In their study — the first to analyze the issue of repeat CAR T-cell infusions in an in-depth way — Bezerra, Gauthier and colleagues, including senior scientist Cameron Turtle, PhD, of Fred Hutch, took a close look at the 44 patients on the trial. These patients had received a second dose of the CAR T cells after their cancers never budged or only shrank after the first dose, or that had come back weeks or months later.

There are many patients who received CAR T-cell therapies several years ago who remain cancer-free to this day, and their inspiring results are what doctors hope for in each case. But the experiences of those included in the new study are common among adult patients, whose results are turning out to be worse than children’s, Gauthier explained.

“It’s a bit of a different picture compared to what initially made the field so promising, which is a lot of the ALL [acute lymphoblastic leukemia] data in the pediatric population,” he said. Studies of CAR T-cell products in adults with ALL show that while most go into complete remission, their cancers often come back after an average of only six to 18 months, he said. And trials of various products in adults with aggressive non-Hodgkin lymphoma show that about half of these patients never go into remission with the cells at all. “A significant portion of these patients still don’t benefit from CAR T-cell therapy,” he said.

The data Bezerra presented on Saturday shows that the second dose of cells didn’t have a dramatic effect for most of these patients in this dire situation. In fact, the cancers were still growing in half of them a month later.
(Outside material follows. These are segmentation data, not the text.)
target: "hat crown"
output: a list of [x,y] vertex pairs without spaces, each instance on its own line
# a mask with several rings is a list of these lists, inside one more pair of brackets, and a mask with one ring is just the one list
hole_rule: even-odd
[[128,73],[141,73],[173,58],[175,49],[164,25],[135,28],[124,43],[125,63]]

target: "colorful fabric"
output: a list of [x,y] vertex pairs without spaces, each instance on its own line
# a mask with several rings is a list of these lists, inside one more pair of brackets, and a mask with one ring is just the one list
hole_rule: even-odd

But there were glimmers of success. One month after the second infusion, the cancers of eight patients had disappeared; in eight more, the cancers had shrunk. After an average of more than three years’ follow up, the researchers calculated that for patients like these, there was a noticeable, if not spectacular, boost in their odds of being alive four years out without further cancer growth — 36%, compared to just 24% in the patients whose cancers did not seem to respond to that second dose of engineered cells.

The researchers found that patients’ cancers were more likely to shrink or disappear after the second dose when that second dose contained more engineered cells than they’d gotten the first time. And, patients tended to do better if T cells of a certain variety — “killer” T cells — multiplied to greater numbers in their bloodstream after the second dose of CAR T cells was dripped in.
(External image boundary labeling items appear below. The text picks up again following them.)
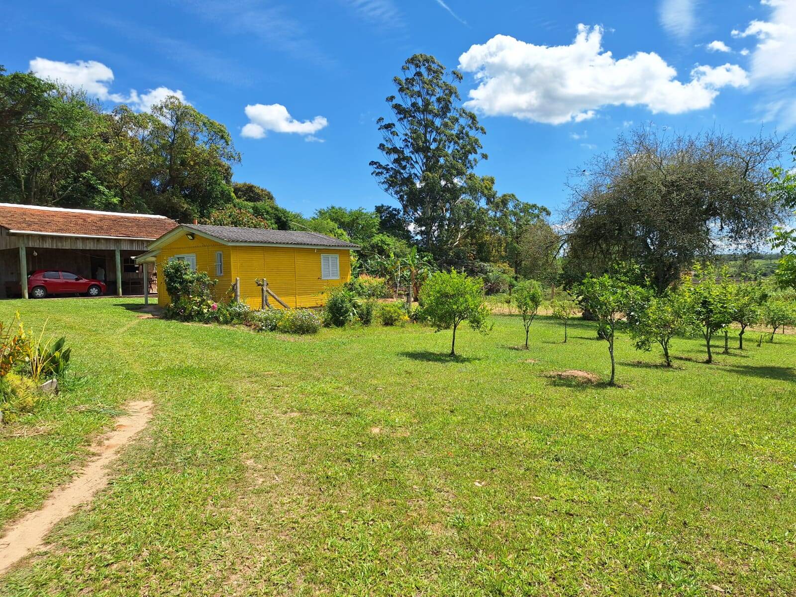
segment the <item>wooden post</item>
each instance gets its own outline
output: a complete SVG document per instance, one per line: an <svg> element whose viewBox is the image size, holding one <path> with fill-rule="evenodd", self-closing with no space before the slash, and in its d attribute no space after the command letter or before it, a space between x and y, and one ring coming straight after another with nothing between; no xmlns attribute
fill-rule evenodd
<svg viewBox="0 0 796 597"><path fill-rule="evenodd" d="M149 263L142 263L144 271L144 304L149 304Z"/></svg>
<svg viewBox="0 0 796 597"><path fill-rule="evenodd" d="M19 245L19 283L22 288L22 298L28 298L28 254L25 245Z"/></svg>
<svg viewBox="0 0 796 597"><path fill-rule="evenodd" d="M122 295L122 252L115 249L116 254L116 296Z"/></svg>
Consistent with their previous research, the team showed that these killer T cells were more likely to multiply if patients had received a double wallop of two immune-suppressing chemotherapy drugs before their first dose of cells, weeks or months earlier. The researchers think that these patients’ immune systems likely never had a chance to mount a significant response against the foreign-looking CARs in the engineered cells.


Repeat doses of CAR T cells: Feasible?

All but two of the 44 patients on this study got leftover cells that had been tucked away in freezers at Fred Hutch at the time of their first dose. In theory, if you’re manufacturing a billion engineered cells, it should be possible to manufacture 2 billion and save the extras, Gauthier said.

However, different CAR T-cell products are manufactured in different ways; not every process will necessarily yield leftovers like the Fred Hutch manufacturing process did on this trial.

And, giving the special cells a second time isn’t a simple matter of hooking a patient up to an IV again and infusing more in. On this study, almost all of the patients underwent chemotherapy again to prepare their bodies for the second dose.

More challenging is that second infusions of CAR T cells currently are unfeasible outside of the context of a clinical trial: For the pricey commercial products on the market, insurance companies don’t cover a second dose, or at least not yet, Gauthier said.

But, the CAR T-cell field is very young. Much more is to come as researchers learn how to optimize this nascent form of therapy and develop new tools to help those who are failed by the current options.

“There has been a lot of buzz around CAR T-cell therapy, but there still is a lot of work to be done. And we can’t just rest on our laurels,” Gauthier said. “We can’t take that for granted. There’s so much more work there.”